Two repetitive sequences, As32 and As22, of 826 and 742 bp, respectively, were isolated from Avena strigosa (As genome). Databank searches revealed their high homology to different segments of the family of Ty1-copia retrotransposons. Southern hybridization showed them to be present in diploid and polyploid oat species. Polymerase chain reaction with primers designed to amplify the segment between them showed that As32 and As22 sequences are composed of two different Ty1-copia retrotransposons. The segment amplified from the pAs32 insert was 2,264 bp long and contained the entire GAG and AP domains, and more than half of the IN domain. This new element has been designated TAS-1 (transposon, A. strigosa, 1) and appears to contain a long open reading frame that encodes a polypeptide of 625 amino acids. Slot-blot and fluorescence in situ hybridization analyses revealed it to be a component of both A- and D-genome chromosomes.

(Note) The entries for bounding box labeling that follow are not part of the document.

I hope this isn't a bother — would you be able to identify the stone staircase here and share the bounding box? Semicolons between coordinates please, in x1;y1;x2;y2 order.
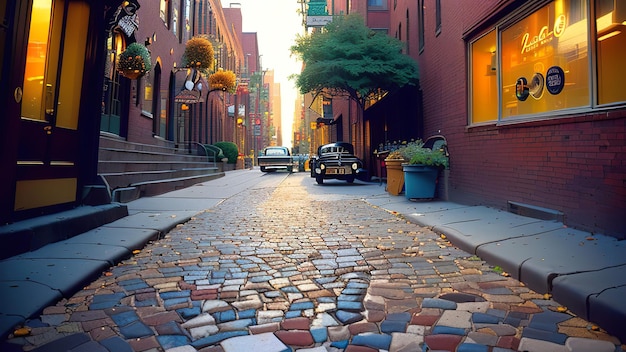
98;135;224;203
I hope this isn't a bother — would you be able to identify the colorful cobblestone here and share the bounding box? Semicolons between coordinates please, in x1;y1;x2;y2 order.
3;175;620;352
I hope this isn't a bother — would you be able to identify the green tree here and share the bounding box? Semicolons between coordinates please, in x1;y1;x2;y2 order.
291;14;419;110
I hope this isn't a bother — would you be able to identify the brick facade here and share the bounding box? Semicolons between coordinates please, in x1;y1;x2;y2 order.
410;0;626;239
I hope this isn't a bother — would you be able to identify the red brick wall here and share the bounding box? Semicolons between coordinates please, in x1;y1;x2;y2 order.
411;0;626;238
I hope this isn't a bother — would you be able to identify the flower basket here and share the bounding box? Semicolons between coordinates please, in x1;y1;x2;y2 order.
117;43;152;79
183;37;214;74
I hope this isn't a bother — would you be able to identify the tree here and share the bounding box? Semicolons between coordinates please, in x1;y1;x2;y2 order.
291;14;419;111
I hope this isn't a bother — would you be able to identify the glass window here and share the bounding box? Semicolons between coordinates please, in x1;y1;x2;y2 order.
435;0;441;35
596;0;626;104
417;0;424;53
367;0;387;10
22;0;57;121
159;0;169;26
470;30;498;123
141;71;154;117
500;0;591;119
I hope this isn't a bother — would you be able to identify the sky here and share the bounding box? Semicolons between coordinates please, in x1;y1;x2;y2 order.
232;0;304;146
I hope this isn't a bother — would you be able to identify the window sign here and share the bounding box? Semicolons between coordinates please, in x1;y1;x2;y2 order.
501;0;591;118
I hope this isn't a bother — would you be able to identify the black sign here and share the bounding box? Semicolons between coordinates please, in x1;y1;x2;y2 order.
546;66;565;95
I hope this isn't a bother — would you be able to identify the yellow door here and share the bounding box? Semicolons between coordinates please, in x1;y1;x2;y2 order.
13;0;90;212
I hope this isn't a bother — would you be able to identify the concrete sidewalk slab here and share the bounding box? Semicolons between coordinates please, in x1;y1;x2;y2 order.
433;213;563;254
0;203;128;259
552;265;626;341
476;228;626;293
128;196;222;213
0;280;63;332
0;258;111;296
104;210;198;236
64;226;160;252
11;241;132;265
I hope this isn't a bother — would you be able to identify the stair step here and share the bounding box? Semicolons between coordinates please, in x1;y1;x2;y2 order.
112;172;224;203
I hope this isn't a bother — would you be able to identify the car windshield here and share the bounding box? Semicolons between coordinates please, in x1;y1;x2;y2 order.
265;148;287;155
321;145;352;154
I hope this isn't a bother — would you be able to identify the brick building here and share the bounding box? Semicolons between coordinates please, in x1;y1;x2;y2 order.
304;0;626;239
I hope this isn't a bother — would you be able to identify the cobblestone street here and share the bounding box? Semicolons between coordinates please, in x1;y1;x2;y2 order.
3;173;624;352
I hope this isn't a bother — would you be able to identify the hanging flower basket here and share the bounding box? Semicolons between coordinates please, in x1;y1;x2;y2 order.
117;43;152;79
183;37;213;74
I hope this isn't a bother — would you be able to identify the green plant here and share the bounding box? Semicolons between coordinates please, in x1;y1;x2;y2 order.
408;148;448;168
213;141;239;164
387;139;424;161
117;43;152;75
397;140;448;168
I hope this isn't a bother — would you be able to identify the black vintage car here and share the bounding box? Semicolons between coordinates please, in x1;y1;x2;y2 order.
309;142;364;184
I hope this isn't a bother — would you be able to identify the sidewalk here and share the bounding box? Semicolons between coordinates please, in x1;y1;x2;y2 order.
0;171;626;341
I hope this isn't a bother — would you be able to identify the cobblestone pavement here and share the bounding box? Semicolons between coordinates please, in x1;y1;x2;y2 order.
3;174;624;352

Further, the chromosomes involved in one C-A intergenomic translocation in A. murphyi (AC genomes), one C-D intergenomic translocation in A. byzantina cv. Kanota (ACD genomes), and two C-D intergenomic translocations in A. sativa cv. Extra Klock, were identified. Based on its physical distribution and Southern hybridization pattern, a parental retro-transposon represented by TAS-1 appears to have been active at least twice during the evolution of the genomes in species of Avena.     

Distribution of Ty3-gypsy- and Ty1-copia-like DNA sequences in the genus Helianthus and other Asteraceae.

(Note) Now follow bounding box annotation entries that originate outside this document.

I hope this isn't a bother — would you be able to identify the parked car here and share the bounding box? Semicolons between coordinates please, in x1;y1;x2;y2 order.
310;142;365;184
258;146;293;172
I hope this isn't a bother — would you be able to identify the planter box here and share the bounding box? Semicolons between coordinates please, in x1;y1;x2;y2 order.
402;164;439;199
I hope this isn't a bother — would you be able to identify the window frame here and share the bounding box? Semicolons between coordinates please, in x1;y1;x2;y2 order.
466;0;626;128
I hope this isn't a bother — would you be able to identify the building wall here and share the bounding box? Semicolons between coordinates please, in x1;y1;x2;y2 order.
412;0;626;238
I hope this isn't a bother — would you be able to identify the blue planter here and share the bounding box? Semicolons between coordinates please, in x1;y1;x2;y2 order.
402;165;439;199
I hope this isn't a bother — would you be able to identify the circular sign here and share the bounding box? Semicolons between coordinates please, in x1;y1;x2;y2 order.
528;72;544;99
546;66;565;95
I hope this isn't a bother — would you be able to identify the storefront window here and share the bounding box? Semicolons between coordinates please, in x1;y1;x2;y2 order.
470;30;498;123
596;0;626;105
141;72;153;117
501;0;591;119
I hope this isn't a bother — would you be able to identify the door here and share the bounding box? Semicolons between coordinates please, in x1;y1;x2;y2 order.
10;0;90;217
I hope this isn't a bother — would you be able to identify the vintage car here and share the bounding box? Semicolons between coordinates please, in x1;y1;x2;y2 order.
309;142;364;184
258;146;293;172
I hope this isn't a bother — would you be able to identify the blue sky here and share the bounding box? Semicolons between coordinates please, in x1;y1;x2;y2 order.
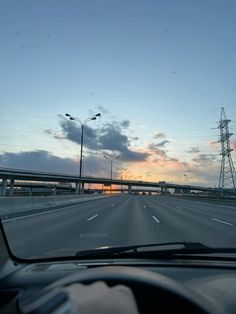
0;0;236;185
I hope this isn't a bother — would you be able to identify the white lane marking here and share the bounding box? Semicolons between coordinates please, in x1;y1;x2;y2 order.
152;216;160;223
211;218;233;226
87;214;98;221
79;232;108;238
2;208;65;222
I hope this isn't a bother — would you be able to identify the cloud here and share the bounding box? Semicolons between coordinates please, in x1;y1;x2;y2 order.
0;150;109;176
148;140;170;150
49;116;148;161
97;105;110;115
153;132;166;138
60;117;99;149
121;120;130;129
188;146;200;154
44;129;66;140
192;154;216;164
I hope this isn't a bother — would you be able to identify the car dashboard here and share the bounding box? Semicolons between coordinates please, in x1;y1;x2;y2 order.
0;223;236;314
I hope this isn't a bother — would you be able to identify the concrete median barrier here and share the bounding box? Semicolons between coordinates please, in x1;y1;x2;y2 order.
0;195;114;215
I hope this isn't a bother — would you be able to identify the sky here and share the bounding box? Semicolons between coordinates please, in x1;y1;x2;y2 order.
0;0;236;186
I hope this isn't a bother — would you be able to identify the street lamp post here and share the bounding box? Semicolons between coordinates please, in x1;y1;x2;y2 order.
184;174;188;185
116;168;127;193
65;113;101;194
103;156;120;193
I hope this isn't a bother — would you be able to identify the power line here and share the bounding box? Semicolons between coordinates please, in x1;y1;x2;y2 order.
218;107;235;190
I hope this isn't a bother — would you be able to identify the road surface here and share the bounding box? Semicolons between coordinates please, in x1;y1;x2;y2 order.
3;195;236;258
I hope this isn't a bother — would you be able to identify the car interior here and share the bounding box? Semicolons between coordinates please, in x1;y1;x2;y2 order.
0;218;236;314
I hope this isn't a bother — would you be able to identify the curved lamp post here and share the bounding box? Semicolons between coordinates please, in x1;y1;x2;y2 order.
65;113;101;194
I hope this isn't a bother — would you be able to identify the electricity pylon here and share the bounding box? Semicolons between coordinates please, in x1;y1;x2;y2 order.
218;107;235;190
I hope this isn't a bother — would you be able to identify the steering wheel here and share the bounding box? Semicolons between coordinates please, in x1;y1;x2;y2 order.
20;266;222;314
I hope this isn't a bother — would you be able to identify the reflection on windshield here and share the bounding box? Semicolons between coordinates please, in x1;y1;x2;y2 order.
0;0;236;258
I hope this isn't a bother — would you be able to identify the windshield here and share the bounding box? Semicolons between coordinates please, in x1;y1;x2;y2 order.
0;0;236;259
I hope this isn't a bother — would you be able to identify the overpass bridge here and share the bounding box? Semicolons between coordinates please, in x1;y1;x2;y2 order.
0;168;219;196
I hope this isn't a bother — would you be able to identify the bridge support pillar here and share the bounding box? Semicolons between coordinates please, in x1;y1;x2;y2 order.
75;182;79;195
9;179;14;196
128;184;132;194
2;179;7;196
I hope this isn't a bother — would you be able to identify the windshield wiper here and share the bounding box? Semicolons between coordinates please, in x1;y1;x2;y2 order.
75;241;214;257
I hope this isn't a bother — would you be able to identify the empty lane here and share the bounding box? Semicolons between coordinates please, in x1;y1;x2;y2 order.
1;195;236;257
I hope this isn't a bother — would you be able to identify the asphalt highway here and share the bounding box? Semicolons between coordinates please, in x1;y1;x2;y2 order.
3;195;236;258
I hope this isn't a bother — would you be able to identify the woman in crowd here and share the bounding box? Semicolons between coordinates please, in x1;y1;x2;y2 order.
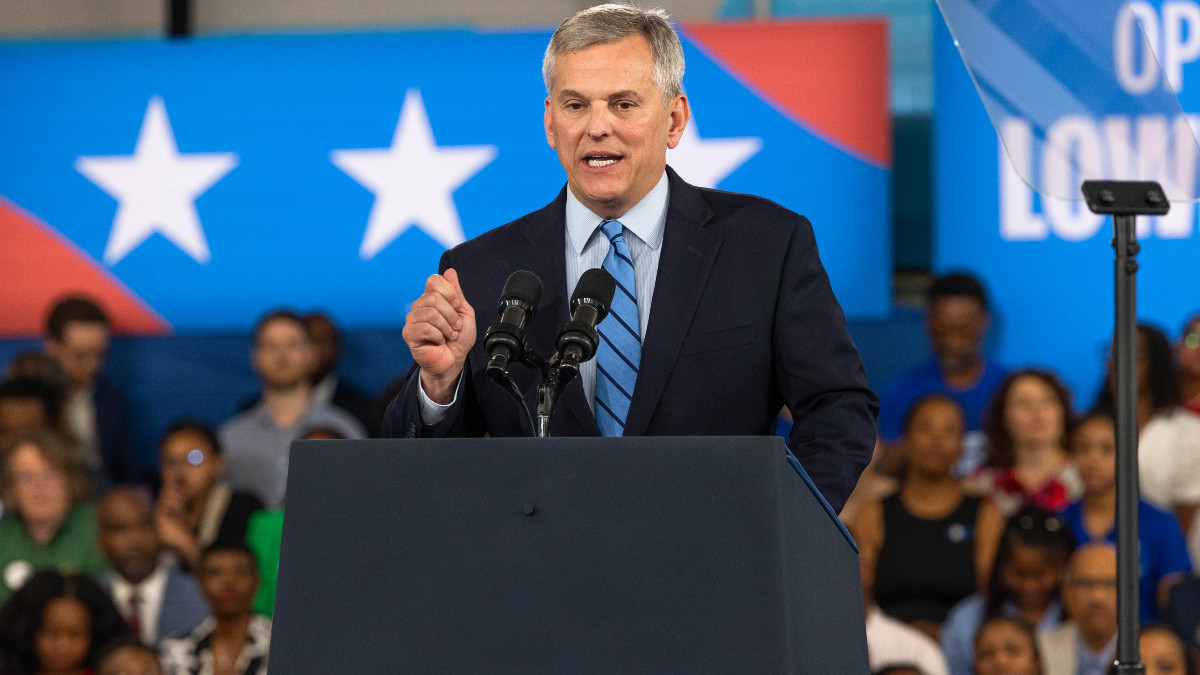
1062;412;1192;623
974;616;1042;675
1138;623;1196;675
0;430;108;603
968;368;1082;516
162;543;271;675
0;569;128;675
155;419;263;569
942;504;1075;675
1096;324;1200;563
1176;313;1200;413
854;395;1003;639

Two repeated DNA sequences, pHaS13 and pHaS211, which revealed similarity to the int gene of Ty3-gypsy retrotransposons and the RNAse-H gene of Ty1-copia retroelements, respectively, were surveyed in Asteraceae species and within the genus Helianthus. Southern analysis of the genome of selected Asteraceae that belong to different tribes showed that pHaS13- and pHaS211-related subfamilies of gypsy- and copia-like retroelements are highly redundant only in Helianthus and, to a lesser extent, in Tithonia, a Helianthus strict relative. However, under low stringency posthybridization washes, bands were observed in almost all the other Asteraceae tested when pHaS13 was used as a probe, and in several species when pHaS211 was hybridized. FISH analysis of pHaS13 or pHaS211 probes was performed in species in which labelling was observed in Southern hybridizations carried out under high stringency conditions (Helianthus annuus, Tithonia rotundifolia, Ageratum spp., Leontopodium spp., Senecio vulgaris for pHaS13, and H. annuus, Tithonia rotundifolia, and S. vulgaris for pHaS211). Scattered labelling was observed over all metaphase chromosomes, indicating a large dispersal of both Ty3-gypsy- and Ty1-copia-like retroelements. However, preferential localization of Ty3-gypsy-like sequences at centromeric chromosome regions was observed in all of the species studies but one, even in species in which pHaS13-related elements are poorly represented. Ty1-copia-like sequences showed preferential localization at the chromosome ends only in H. annuus. To study the evolution of gypsy- and copia-like retrotransposons in Helianthus, cladograms were built based on the Southern blot hybridization patterns of pHaS13 or pHaS211 sequences to DNA digests of several species of this genus. Both cladograms agree in splitting the genomes studied into annuals and perennials. Differences that occurred within the clades of perennial and annual species between gypsy- and copia-like retroelements indicated that these retrotransposons were differentially active during Helianthus speciation, suggesting that the evolution of the 2 retroelement families was, within limits, independent.